Still Life with Apple and Cat's Paw
We had a writing workshop today, that I'd organised for the WEA social circle. The topic was the Dymock Poets: Robert Frost, Edward Thomas, Lascelles Abercrombie, Wildfred Gibson and Eleanor Farejon, who all lived at Dymock, on the Gloucestershire/ Herefordshire border, in the years leading up to the first world war.
Dymock at that time was rural and bucolic. It still is, but there was no email or facebook in those days, so poetry was more widely appreciated!
We had a chance to do some writing, and share it. I was happy enough with my effort, but had to rush everyone out so that I could lock up the community centre and go climbing in Gloucester!
When I got home, I set up my book on the stone flags in the garden, with an apple and some string for added interest, but immediately, Bomble came along, pounced on the string, and knocked the apple away! I re-set the shot, but left in Bomble's paw.
When we were children, a mitten made of flannel was used to clean our faces in the bath. It was called the cat's paw.
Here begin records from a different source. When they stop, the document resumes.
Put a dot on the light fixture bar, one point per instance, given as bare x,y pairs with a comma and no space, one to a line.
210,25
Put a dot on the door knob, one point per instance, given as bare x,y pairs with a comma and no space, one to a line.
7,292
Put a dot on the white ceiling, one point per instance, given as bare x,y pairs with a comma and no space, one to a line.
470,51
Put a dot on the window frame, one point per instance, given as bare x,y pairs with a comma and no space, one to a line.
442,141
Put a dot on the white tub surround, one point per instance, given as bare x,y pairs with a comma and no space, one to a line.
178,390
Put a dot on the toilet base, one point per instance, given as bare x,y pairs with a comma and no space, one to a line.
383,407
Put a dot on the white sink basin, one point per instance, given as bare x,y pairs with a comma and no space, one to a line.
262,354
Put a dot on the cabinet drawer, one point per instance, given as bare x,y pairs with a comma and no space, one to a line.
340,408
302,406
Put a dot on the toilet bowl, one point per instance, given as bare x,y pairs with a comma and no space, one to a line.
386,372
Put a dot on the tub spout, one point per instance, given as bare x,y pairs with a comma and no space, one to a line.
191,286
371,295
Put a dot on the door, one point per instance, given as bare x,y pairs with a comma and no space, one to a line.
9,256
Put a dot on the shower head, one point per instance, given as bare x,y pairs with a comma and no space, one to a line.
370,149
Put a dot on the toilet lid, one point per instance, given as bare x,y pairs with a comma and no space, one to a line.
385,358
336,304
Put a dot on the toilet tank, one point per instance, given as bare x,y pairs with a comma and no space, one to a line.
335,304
Words of my second-draft poem:
Flash of feathers
mist and mizzle
ping pong prickles on my stubborn skin.
Alone on the shores
I trudge among pebbles
Spattered with oil and longing.
Snatch of a song
a tremulous air
on a shepherd's pipe
a tale once smelled on a peat-smoked night,
of Irish wives and Scottish sins.
Will it come back on this salt air?
will it come back on the glistening path?
It cannot come back, no
It will not come back
I forget, I forget, I forget
I forget what it is
to remember.
Copyright Helena Petre, 2017
Incidentally, there was a dementia group that used to meet at the community centre where we were meeting today. Someone was playing the harp in another room while we were writing. I believe these factors influenced the mood of memory loss and melancholia within my words.